Leland’s offer had come at the end of a successful sunset trail ride, which had consisted of an hour of placid walking along the low hills below the shadow of Iron Mountain. A ride easy enough for grandma or anyone. All of which left Zeke more bored than he cared to admit.
Zeke had quelled his urge to gallop along and force the city dwellers into something real and exciting. Something that would coat their bodies with dust so they’d have a real reason to shower, and not just perform another ritual with fancy and overpriced soap.
But rules were rules, and the website clearly described the ride as peaceful and soul-fulfilling, rather than anything harum- scarum that Zeke might enjoy harkening back to his rodeo days. So he’d restrained himself.
“Don’t you already have Galen down there?” asked Zeke as he leaned against the top rail in the picturesque paddock.
He and Leland, in the long shadows of a late-summer dusk, had been watching high paying guests stomping their expensive boots in the dust and laughing as they cleaned hooves and brushed out manes and tails, pretending all the while that getting horseshit on their boots was exciting.
“Galen’s a good man. Good at teaching.”
“Galen is a good man,” said Leland, echoing Zeke’s pose, pushing up the brim of his hat with his thumb as he kept an eye on the activity in the paddock. “And he’s good at teaching, but what he’s really, really good at is wrangling ex-cons.”
Leland paused to chuckle low, as if the discovery about Galen was a surprise to him. Then he said, “He received the roughest set of parolees we’ve gotten so far this summer. Now those ex-cons wear matching hats. They’re tidy and industrious. They brainstorm solutions and execute the plan like they’ve been sitting in a conference room together for years. That Galen, he sweet-talked them into turning over new leaves. Doesn’t even realize how good he is at it, which might be a good thing. Hate for him to become self-conscious.”
“But he’s not much good in the ring,” said Zeke, figuring out what Leland didn’t seem to want to say.

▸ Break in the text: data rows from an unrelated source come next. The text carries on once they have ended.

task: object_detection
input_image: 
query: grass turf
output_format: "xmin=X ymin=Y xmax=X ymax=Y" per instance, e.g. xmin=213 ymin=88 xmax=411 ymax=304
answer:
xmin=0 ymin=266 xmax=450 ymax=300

“He was here,” said Leland, with a nod at the paddock. “These folks are pretty well-behaved and good at following directions. But ex-cons on horseback are another thing altogether. Things get out of hand, and accidents will happen.”
When Leland cast his clear-eyed gaze in Zeke’s direction, Zeke heard the unspoken words quite clearly: He might be in over his head and I don’t want anyone getting hurt .
Zeke knew he, personally, would be more worried about any horses getting hurt than ex-cons. It was for that reason that he slowly nodded and said yes.
He would go because of the horses, and he would learn to rebuild a relationship with a good man who had only asked for what he wanted and had never pushed Zeke into anything.
So he packed his bags and got a ride to Torrington, there to take part in the two-week training at Wyoming Correctional.